Tav, Tap e immigrazione. A due mesi dall'insediamento del governo Conte, dentro la maggioranza iniziano a farsi sentire i distinguo dei grillini su questi temi.

In questi giorni i vertici M5s hanno ribadito la loro contrarietà alla Tav, mentre il presidente della Camera Roberto Fico ha incontrato gli attivisti pro immigrazione di «Mani Rosse» e un suo fedelissimo, Giuseppe Brescia, ha elogiato il lavoro dell'Organizzazione Internazionale per le Migrazioni (Oim). Piccoli segnali di un malessere diffuso tra i grillini di sinistra. Sebbene fonti interne al M5s garantiscano la «coesione, la compattezza e la condivisione di intenti» sia dei senatori sia dei deputati, tra i corridoi di Montecitorio trapelano voci insistenti di un dissenso che potrebbe materializzarsi in autunno.

È presto per parlare di scissioni o di correnti strutturate come poteva essere la sinistra dem nella scorsa legislatura, ma le tensioni potrebbero accentuarsi con la finanziaria. «Finora stiamo lavorando bene con i leghisti, pensavo andasse molto peggio. Certo, la prova del 9 sarà la legge di stabilità. Lì si vedrà cosa, nei limiti dei vincoli europei, si potrà inserire e cosa no», ci spiega un neodeputato grillino. La Lega e i pentastellati viaggiano su due binari paralleli che non si incontrano mai. Ognuno si occupa dei propri cavalli di battaglia senza pestare i piedi all'altro, come ci conferma anche Alessio Villarosa, sottosegretario al Mef: «Noi dice - ci occupiamo dei nostri temi, come il reddito di cittadinanza, loro della flat tax e, se serve, ci diamo una mano a vicenda». È indubbio, però, che i deputati grillini abbiano vissuto con imbarazzo la richiesta del deputato forzista Nino Germanà di inserire nel decreto Dignità un emendamento (poi dichiarato inammissibile) che riproponeva una versione del reddito di cittadinanza identica a quella presentata nella scorsa legislatura dal M5s. Il problema è sempre quello delle coperture. La prossima finanziaria, come ha evidenziato il Sole 24 ore, potrebbe costare 22 miliardi di euro, senza considerare la flat tax e il reddito di cittadinanza. «E non dimentichiamoci che a gennaio finisce il bazooka del quantitative easing di Draghi», ricorda il deputato del Pd Giacomo Portas.
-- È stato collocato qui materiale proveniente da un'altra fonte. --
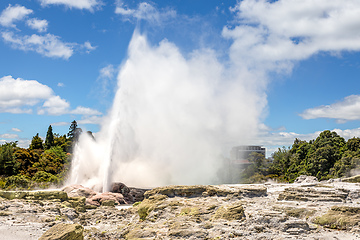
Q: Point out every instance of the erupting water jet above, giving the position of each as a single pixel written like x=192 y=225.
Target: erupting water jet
x=171 y=120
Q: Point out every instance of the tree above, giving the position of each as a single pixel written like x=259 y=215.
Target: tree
x=8 y=164
x=52 y=161
x=72 y=130
x=49 y=140
x=36 y=143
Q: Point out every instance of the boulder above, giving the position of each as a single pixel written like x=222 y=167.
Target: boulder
x=106 y=199
x=353 y=179
x=64 y=231
x=306 y=179
x=79 y=191
x=118 y=187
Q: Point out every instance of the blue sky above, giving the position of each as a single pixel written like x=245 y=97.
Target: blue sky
x=59 y=60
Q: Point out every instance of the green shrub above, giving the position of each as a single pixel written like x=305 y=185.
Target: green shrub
x=17 y=181
x=42 y=176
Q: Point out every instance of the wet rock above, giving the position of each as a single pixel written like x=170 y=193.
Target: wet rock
x=35 y=195
x=99 y=198
x=208 y=191
x=296 y=224
x=230 y=212
x=118 y=187
x=306 y=179
x=79 y=191
x=64 y=231
x=353 y=179
x=131 y=195
x=340 y=217
x=70 y=213
x=322 y=194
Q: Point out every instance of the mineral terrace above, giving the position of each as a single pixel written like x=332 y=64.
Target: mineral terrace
x=306 y=209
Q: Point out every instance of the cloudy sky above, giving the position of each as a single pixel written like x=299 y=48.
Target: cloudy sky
x=59 y=60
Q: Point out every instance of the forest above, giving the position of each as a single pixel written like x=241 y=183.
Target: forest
x=45 y=163
x=327 y=156
x=42 y=164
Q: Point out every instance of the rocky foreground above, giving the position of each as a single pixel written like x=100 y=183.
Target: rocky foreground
x=306 y=209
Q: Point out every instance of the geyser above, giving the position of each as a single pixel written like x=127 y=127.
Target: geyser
x=171 y=120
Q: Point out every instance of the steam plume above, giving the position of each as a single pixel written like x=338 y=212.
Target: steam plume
x=171 y=119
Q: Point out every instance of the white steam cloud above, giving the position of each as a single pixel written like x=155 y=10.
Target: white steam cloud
x=171 y=119
x=173 y=116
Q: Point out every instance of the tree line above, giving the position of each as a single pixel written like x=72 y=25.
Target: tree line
x=42 y=163
x=327 y=156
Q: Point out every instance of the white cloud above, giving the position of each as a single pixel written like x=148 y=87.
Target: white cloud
x=55 y=105
x=108 y=71
x=39 y=25
x=79 y=4
x=17 y=93
x=144 y=11
x=60 y=124
x=91 y=120
x=48 y=45
x=22 y=96
x=274 y=34
x=8 y=136
x=12 y=14
x=88 y=47
x=85 y=111
x=16 y=130
x=348 y=109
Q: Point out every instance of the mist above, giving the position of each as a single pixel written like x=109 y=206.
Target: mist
x=172 y=119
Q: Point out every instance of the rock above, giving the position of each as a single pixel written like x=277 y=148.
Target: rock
x=118 y=187
x=69 y=213
x=306 y=179
x=131 y=195
x=64 y=231
x=208 y=190
x=150 y=204
x=340 y=217
x=35 y=195
x=99 y=198
x=322 y=194
x=296 y=224
x=230 y=212
x=353 y=179
x=79 y=191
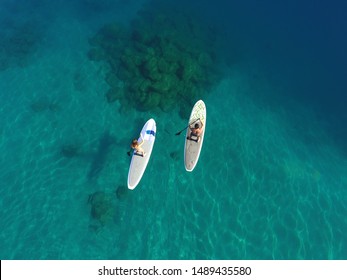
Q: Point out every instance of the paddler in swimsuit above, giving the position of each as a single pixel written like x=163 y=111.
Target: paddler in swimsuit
x=137 y=147
x=196 y=131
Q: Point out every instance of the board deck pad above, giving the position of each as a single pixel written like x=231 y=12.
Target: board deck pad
x=192 y=148
x=139 y=163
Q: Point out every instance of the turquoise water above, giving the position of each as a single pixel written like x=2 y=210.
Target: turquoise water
x=271 y=182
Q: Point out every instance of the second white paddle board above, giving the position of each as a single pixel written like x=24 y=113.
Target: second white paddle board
x=192 y=148
x=138 y=162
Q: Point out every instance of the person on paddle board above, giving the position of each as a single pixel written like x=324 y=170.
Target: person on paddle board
x=137 y=147
x=196 y=131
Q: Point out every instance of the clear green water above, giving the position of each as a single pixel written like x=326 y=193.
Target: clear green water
x=270 y=184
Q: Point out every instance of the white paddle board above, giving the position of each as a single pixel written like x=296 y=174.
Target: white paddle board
x=192 y=148
x=139 y=163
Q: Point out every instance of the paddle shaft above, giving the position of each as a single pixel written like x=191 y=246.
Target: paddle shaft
x=178 y=133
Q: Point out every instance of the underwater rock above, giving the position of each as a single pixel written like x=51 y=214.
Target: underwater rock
x=159 y=58
x=43 y=105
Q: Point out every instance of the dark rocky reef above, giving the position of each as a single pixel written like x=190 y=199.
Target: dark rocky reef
x=18 y=42
x=165 y=58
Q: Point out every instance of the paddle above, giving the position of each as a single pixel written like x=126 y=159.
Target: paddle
x=178 y=133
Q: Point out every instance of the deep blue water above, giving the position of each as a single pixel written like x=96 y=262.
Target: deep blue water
x=271 y=182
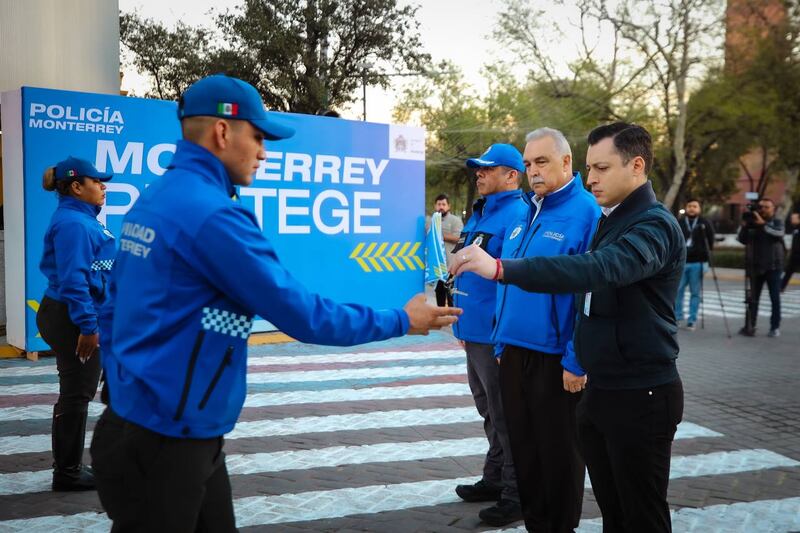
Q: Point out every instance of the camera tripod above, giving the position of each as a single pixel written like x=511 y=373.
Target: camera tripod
x=749 y=328
x=716 y=285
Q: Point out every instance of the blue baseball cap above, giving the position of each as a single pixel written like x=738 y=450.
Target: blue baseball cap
x=72 y=168
x=225 y=97
x=499 y=155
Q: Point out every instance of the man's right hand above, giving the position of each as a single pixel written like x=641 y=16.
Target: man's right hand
x=423 y=317
x=87 y=346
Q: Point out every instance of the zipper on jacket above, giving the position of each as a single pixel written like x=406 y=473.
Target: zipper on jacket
x=189 y=371
x=226 y=361
x=516 y=256
x=554 y=317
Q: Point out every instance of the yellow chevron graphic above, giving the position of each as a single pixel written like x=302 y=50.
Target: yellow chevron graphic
x=388 y=256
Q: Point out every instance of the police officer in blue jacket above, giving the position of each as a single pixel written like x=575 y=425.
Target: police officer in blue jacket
x=192 y=271
x=625 y=332
x=498 y=173
x=78 y=255
x=540 y=378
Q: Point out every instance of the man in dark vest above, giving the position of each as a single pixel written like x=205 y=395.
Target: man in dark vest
x=625 y=334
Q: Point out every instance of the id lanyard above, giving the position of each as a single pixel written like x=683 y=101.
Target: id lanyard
x=691 y=229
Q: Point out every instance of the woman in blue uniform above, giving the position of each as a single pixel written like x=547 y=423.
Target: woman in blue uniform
x=78 y=255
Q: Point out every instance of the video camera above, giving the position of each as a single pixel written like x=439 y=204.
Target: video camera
x=748 y=216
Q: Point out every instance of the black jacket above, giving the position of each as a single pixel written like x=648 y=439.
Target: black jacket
x=768 y=248
x=628 y=338
x=696 y=249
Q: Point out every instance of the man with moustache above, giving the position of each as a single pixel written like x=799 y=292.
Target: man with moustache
x=626 y=333
x=498 y=173
x=540 y=380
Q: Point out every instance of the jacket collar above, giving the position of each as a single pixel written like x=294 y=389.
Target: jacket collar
x=640 y=199
x=491 y=202
x=560 y=196
x=70 y=202
x=199 y=160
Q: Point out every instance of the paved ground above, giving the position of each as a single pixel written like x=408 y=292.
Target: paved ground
x=376 y=438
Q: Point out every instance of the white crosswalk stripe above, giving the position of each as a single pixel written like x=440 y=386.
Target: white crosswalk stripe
x=734 y=307
x=324 y=381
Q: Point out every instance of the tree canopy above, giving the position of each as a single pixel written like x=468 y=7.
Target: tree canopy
x=303 y=56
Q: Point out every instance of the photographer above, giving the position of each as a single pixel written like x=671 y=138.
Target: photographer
x=764 y=233
x=699 y=235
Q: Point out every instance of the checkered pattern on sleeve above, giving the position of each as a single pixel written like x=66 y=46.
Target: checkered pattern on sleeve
x=226 y=322
x=105 y=264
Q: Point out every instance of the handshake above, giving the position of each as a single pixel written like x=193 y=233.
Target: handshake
x=424 y=317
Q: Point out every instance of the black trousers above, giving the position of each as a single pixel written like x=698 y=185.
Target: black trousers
x=483 y=375
x=542 y=429
x=773 y=280
x=443 y=296
x=626 y=438
x=152 y=483
x=77 y=383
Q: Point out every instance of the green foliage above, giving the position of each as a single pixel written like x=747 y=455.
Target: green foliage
x=303 y=56
x=173 y=58
x=310 y=55
x=755 y=106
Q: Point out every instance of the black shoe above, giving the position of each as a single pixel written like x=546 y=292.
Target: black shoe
x=479 y=492
x=501 y=514
x=79 y=478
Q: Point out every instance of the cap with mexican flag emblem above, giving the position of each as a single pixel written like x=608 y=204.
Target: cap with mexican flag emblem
x=226 y=97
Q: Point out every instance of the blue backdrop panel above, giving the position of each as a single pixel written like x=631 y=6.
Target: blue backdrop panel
x=342 y=201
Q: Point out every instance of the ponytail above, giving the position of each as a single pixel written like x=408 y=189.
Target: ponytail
x=50 y=183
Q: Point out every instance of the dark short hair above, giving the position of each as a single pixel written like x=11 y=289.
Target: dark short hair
x=630 y=141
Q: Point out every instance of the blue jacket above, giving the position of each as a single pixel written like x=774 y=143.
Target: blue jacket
x=487 y=227
x=78 y=256
x=192 y=270
x=564 y=224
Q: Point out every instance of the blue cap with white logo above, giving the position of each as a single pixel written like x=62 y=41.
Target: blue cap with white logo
x=499 y=155
x=226 y=97
x=73 y=168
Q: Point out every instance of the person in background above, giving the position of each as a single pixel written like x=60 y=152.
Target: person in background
x=497 y=173
x=699 y=235
x=765 y=235
x=78 y=256
x=451 y=231
x=793 y=265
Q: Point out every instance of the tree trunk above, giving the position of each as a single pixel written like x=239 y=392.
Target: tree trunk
x=678 y=147
x=791 y=184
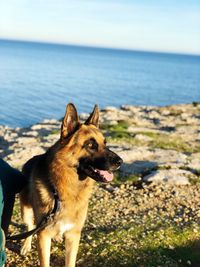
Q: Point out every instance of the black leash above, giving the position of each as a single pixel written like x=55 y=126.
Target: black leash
x=43 y=223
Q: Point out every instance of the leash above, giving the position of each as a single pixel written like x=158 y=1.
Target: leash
x=42 y=224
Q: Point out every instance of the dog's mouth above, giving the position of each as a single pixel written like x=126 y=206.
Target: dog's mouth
x=106 y=176
x=99 y=175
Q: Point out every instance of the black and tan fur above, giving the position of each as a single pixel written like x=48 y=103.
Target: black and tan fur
x=70 y=166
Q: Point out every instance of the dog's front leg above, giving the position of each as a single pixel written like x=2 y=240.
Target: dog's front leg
x=44 y=247
x=72 y=239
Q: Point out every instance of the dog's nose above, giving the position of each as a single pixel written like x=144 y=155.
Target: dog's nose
x=118 y=162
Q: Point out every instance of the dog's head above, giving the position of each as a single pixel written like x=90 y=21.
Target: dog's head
x=87 y=146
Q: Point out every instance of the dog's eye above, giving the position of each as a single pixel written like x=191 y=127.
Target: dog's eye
x=91 y=145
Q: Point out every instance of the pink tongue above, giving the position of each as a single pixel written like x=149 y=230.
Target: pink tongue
x=107 y=176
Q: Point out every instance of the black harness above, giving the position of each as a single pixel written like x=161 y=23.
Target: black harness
x=42 y=224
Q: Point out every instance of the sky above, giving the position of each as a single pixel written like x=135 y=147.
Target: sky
x=152 y=25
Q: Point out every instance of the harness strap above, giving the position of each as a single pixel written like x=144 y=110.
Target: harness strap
x=42 y=224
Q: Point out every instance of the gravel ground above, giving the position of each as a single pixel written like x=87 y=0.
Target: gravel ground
x=131 y=226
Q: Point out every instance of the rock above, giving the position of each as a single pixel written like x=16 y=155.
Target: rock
x=173 y=176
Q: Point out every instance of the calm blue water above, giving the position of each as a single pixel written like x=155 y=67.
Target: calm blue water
x=37 y=80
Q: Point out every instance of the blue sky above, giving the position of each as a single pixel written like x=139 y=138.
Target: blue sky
x=172 y=26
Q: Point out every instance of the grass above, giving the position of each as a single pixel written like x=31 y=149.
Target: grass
x=144 y=242
x=118 y=133
x=134 y=246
Una matassa difficile da sbrogliare e che potrebbe causare nuovi mal di pancia tra i dissidenti vicini al presidente Fico, una pattuglia di parlamentari (40-45 alla Camera e 15 al Senato) sensibili ai tweet dei militanti che non gradiscono l'alleanza con la Lega. Un malcontento difficile da rappresentare in Parlamento dal momento che il codice etico del M5s proibisce ai parlamentari di votare in maniera difforme dalle indicazioni del gruppo. Per avere le mani libere i dissidenti dovrebbero passare al misto ma «la rottura, se mai vi sarà, si verificherà su un tema cruciale e altamente divisivo».

A tal proposito il senatore Matteo Mantero, che nella scorsa legislatura è stato primo firmatario del ddl sul biotestamento, rassicura: «Fintanto che si rispetta il contratto di governo non dovrebbero sorgere problemi», ma poi aggiunge: «Su singoli provvedimenti, che non rientrano nel contratto, possono formarsi anche delle maggioranze trasversali».

È la teoria dei binari paralleli: la maggioranza dura fintanto che i due treni, quello leghista e quello grillino, viaggiano separatamente nella stessa direzione. Non appena vi sarà un piccolo deragliamento, lo scontro sarà fatale.